Regarding the branch from the electrode to the anode in the first embodiment, in the embodiment, all the branched portions are formed by the resistance wire, but the conductive material having the same resistance as the bus electrode and the low resistance is formed up to the middle of the branched portion. You may make it branched by a wire and connect a resistance wire to this.

Regarding the insulating layer 8 provided on the rear substrate,
This is preferable because the cathode and the first and second auxiliary electrodes formed thereon can be formed accurately without bleeding, but the insulating layer may be omitted and the cathode and auxiliary electrodes may be formed directly.

Regarding the driving method, it is preferable to drive the address period and the sustain period separately so that the writing can be performed with a low voltage and with high reliability, and the voltage margin of the sustain pulse can be increased. The address period and the sustain period that are conventionally known are not separated,
It is of course possible to drive by a method of performing sustain discharge after writing discharge.

[0032]

According to the gas discharge panel of the present invention, the margin of the sustain voltage can be increased and the luminous efficiency can be improved. Further, when the address period and the sustain period are separately driven, the voltage is low. Writing can be performed with high reliability, erroneous discharge due to sustain pulses can be eliminated, and the voltage margin of sustain pulses can be increased.

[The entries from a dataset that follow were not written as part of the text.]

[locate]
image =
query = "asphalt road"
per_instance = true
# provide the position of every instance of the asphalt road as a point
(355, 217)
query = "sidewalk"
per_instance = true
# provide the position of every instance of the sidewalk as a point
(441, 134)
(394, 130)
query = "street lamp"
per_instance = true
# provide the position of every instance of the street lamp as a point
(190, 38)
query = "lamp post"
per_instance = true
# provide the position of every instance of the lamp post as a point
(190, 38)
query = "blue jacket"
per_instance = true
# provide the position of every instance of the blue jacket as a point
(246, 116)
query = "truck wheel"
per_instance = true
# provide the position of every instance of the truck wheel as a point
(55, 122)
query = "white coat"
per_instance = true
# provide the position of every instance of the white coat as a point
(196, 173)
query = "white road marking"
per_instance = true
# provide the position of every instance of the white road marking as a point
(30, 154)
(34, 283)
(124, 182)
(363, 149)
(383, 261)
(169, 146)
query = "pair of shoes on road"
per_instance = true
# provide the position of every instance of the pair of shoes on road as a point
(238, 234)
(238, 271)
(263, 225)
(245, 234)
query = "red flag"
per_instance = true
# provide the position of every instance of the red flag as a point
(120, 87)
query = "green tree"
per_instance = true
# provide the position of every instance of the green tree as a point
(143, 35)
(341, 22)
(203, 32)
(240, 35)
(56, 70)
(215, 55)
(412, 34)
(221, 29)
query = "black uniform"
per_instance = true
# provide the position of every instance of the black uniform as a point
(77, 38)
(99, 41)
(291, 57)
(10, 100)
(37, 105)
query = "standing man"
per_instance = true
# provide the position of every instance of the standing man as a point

[Brief description of drawings]

FIG. 1 is a partially cutaway perspective view of a gas discharge panel according to a first embodiment of the present invention.

FIG. 2 is a partial cross-sectional view of the gas discharge panel according to the first embodiment of the present invention.

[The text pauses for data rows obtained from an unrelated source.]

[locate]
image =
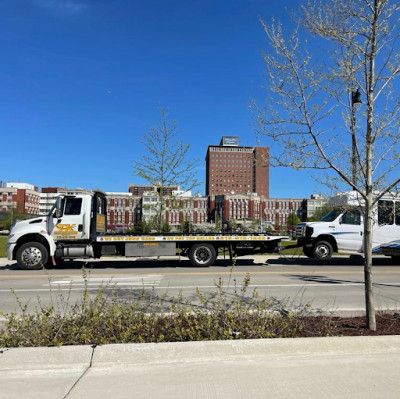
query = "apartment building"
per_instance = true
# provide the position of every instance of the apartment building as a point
(22, 196)
(234, 169)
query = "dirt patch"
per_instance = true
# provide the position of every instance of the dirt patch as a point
(387, 324)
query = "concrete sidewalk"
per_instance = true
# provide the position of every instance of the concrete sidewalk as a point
(348, 367)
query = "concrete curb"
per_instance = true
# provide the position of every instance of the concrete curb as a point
(202, 351)
(293, 368)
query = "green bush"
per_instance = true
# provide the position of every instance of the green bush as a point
(145, 317)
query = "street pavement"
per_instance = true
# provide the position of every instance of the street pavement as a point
(332, 367)
(345, 367)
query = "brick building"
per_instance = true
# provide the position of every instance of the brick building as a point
(123, 209)
(22, 196)
(139, 189)
(233, 169)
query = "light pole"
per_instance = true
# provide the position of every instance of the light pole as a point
(355, 100)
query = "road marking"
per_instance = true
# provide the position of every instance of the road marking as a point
(216, 273)
(144, 286)
(141, 280)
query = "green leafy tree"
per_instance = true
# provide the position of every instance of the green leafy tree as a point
(165, 162)
(142, 227)
(311, 95)
(292, 221)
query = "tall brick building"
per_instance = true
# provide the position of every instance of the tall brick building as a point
(233, 169)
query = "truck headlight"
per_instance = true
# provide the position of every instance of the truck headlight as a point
(309, 231)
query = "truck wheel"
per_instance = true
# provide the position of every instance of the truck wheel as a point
(323, 250)
(32, 256)
(202, 255)
(308, 251)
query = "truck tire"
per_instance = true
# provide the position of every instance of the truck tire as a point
(32, 256)
(323, 250)
(308, 251)
(202, 255)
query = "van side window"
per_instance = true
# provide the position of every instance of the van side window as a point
(73, 206)
(385, 212)
(351, 217)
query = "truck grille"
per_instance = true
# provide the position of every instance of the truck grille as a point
(300, 230)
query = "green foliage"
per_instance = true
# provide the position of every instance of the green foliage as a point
(142, 227)
(186, 227)
(145, 317)
(12, 216)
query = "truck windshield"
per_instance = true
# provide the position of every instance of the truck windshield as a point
(332, 215)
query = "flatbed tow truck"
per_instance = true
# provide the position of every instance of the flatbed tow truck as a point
(75, 228)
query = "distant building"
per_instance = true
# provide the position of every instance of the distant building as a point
(233, 169)
(312, 205)
(275, 211)
(21, 196)
(138, 189)
(123, 210)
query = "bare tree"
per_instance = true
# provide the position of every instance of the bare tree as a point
(165, 164)
(337, 48)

FIG. 3 is a time chart showing a driving method of the gas discharge panel according to the first embodiment of the present invention.

FIG. 4 is a partially cutaway perspective view of a gas discharge panel according to a second embodiment of the present invention.

FIG. 5 is a partial cross-sectional view of a gas discharge panel according to a second embodiment of the present invention.

[Explanation of symbols]

 1 Front Substrate 2 Electrode 3 Resistance Wire 4 Anode 5, 6 Translucent Insulating Layer 7 Rear Substrate 8, 12, 13 Insulating Layer 9 Cathode 10 First Auxiliary Electrode 11 Second Auxiliary Electrode 14 Partition 15 Space 16 Gas Discharge panel

 ─────────────────────────────────────────────────── ─── Continuation of the front page (72) Inventor Noboru Hiraiwa 1510 Oguchi-cho, Matsusaka-shi, Mie Central Glass Stock Company Technical Center

Claims (3)

[Claims] 1. A front substrate is provided with a plurality of strip electrodes arranged in parallel and an anode branched from the electrodes via a resistance wire for each cell, and further, the strip electrodes and the resistance wire are provided. An insulating layer for hiding at least, and a strip-shaped cathode and a strip-shaped first auxiliary electrode and a second auxiliary electrode are provided on the back substrate either directly or via an insulating layer so as to be three-dimensionally orthogonal to the electrodes, Covering the first auxiliary electrode with at least an insulating layer,
A gas discharge panel having a memory function, characterized in that a partition wall for separating each cell is provided, and an exposed portion of the electrode and a cathode are provided on opposite sides in each cell. 2. A front substrate is provided with a plurality of strip-shaped electrodes in parallel, a transparent insulating layer is provided on the electrodes so that a part of the electrodes is exposed, and a rear substrate is provided with a direct or insulating layer. A band-shaped cathode, a band-shaped first auxiliary electrode, and a band-shaped first auxiliary electrode are provided so as to be three-dimensionally orthogonal to the electrodes, the first auxiliary electrode is covered with at least an insulating layer, and each cell is separated. A gas discharge panel having a memory function, wherein a partition is provided and an exposed portion of the electrode and a cathode are provided on opposite sides in each cell. 3. A method for driving a gas discharge panel, wherein the gas discharge panel according to claim 1 or 2 is driven separately in a writing period and a sustaining period.